4) Adding the 3rd party apps features comes at the expense of other features that could occupy that space such as additional battery capacity.
5) It is a vector for Viruses and Malware to enter the phone (see point 3 above)
6) It requires supporting third party software that may have compatibility issues
7) 3rd party softwarecomes in a variety of speeds and people will inevitably buy software that are not fast, incompatible or have other performance issues
8) It complicates the software on the device and almost certainly will result in bugs.
Most of your disadvantages are amazingly tenuous at best, and easily miss-applied to all sorts of other features.
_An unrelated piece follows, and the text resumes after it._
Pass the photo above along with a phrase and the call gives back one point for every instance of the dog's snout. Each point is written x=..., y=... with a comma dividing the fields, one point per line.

In the end Apple profits by people wanting to upgrade their phones as soon as possible - expansion capability reduces that.
9) The functionality can be replicated in other ways that may (and in fact are) preferable to other people such as wirelessly syncing data to other devices.
10) SD cards basically are modern day floppy disks. Do we *really* need to go back to those?
I am having some trouble seeing your point..
So, if I get this right, the people wanting to show off their nice new shiny 'ITS A REAL APPLE!' devices are the overly focused hotrodders overspending on things they dont really need in the hope of a bit more social position, right?
And the people buying a perfectly functional android phone for 1/3 the price, and not upgrading it to this 'latest model' endlessly are the sane ones, hmmm?
In that care, I could not agree more!
Of course if you are trying to say that spending very top dollar on an iPhone is 'sensible' but looking at the fact that an equivalently priced android phone has more features, higher specifications, etc is foolish, then I think perhaps you partook of just a little too much of the happy powder somewhere along the line.
Hell, even apply compare themselves to 'luxury brands' now... and for good reason.